Michelle Deely, a San Francisco-based addiction specialist and therapist, warns of the dangers of taking matters to extremes. “All of us are trying to get through the day — we want more pleasure and joy, and in the beginning, substances can provide that,” she says. “People who try abstinence-based programs like Dry January without other forms of support are merely restricting themselves. And when we move ourselves to one extreme, our bodies want to rebel.”

This was true for Ally Weiss, a Big Tech marketer turned entrepreneur (and my sister-in-law). She prided herself on being “the fun one” both at work and in her social life, which usually meant having a drink in hand.

“The idea of Dry January makes me laugh, because I don’t think I ever successfully completed one, and if I did, it was just to convince myself that I didn’t have a problem,” Weiss says. “But for the month, all I’d do was hide out in my apartment, in a bubble.”

Still, many people who identify as addicts support Dry January’s mainstreamization as a way to advance once-taboo conversations around drug and alcohol use. “Dry January on its own might not make a difference,” says Trick Dog’s Harris. “But I think it’s helpful to de-stigmatize the idea of exploring sobriety.”

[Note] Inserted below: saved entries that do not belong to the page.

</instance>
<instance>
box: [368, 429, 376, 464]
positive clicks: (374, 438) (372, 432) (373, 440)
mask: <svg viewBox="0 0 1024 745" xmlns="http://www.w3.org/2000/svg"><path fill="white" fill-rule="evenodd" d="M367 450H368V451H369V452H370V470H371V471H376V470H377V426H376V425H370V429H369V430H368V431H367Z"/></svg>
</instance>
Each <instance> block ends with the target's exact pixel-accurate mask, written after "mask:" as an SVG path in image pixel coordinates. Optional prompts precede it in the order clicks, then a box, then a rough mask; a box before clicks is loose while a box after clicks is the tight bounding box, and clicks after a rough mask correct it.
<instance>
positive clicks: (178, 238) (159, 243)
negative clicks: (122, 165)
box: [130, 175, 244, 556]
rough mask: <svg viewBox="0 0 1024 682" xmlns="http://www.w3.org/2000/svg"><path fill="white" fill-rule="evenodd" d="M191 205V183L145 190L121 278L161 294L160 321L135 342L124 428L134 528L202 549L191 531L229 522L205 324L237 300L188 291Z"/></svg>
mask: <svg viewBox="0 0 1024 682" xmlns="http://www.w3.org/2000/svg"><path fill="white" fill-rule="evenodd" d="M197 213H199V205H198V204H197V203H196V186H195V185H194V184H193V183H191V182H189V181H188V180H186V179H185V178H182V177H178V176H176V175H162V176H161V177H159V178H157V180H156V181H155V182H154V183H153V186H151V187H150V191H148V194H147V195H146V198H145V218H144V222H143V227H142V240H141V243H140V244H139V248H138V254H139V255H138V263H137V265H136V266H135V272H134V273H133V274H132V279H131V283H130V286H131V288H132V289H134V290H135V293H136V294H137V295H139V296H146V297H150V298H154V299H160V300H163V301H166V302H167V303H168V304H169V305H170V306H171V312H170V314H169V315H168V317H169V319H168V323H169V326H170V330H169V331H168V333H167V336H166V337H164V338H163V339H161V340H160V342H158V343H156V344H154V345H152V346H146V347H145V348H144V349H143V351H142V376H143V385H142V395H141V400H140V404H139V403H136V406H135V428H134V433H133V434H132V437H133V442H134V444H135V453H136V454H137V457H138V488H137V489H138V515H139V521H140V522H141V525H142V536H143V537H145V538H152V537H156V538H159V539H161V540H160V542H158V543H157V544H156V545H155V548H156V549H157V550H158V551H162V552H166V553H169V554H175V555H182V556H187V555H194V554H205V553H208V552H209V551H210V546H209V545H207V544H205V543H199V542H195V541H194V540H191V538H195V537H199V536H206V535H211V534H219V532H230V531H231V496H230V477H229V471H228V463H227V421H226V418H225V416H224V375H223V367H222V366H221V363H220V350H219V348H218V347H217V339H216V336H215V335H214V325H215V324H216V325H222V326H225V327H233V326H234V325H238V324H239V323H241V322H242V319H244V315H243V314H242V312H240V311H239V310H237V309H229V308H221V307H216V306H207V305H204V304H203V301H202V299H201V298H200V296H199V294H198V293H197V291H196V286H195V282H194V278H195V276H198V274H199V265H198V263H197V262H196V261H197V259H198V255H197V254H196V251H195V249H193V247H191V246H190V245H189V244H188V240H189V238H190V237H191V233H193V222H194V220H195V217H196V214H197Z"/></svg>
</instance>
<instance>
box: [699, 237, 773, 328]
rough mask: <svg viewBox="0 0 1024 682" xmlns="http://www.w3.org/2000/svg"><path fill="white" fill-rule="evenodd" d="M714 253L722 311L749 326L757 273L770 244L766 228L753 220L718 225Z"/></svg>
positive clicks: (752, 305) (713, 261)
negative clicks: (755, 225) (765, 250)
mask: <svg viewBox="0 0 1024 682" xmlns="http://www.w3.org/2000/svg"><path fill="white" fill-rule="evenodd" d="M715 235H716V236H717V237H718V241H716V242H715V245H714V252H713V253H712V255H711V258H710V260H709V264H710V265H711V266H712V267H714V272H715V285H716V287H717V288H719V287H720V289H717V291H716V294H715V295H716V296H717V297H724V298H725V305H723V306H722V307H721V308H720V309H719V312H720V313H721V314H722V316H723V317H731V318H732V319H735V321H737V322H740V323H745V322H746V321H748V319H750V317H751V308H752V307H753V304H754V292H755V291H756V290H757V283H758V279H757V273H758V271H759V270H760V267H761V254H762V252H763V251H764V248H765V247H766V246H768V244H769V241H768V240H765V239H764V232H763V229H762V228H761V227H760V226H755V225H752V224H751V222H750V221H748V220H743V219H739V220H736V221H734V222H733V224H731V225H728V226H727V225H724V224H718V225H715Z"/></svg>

When Harris was first getting sober 21 years ago, there was no gray area — you were either sober, or you weren’t. He began bartending as a way to reclaim his relationship with his most familiar social environment, and when he opened Trick Dog in 2013, he committed to creating a space that caters to alcohol-free individuals and boozers alike. (This sober columnist is particularly excited about the new NA menu debuting this week.) 

When I finally kicked my addiction for good, it was after many years of binary thinking. I had to let go of the thought that being able to stop drinking for a while proved anything. I had to accept that participating in events like Dry January had actually kept me in denial about my problem longer.

When I finally allowed myself to end these little flings with abstinence, I could make room for my sober life to begin.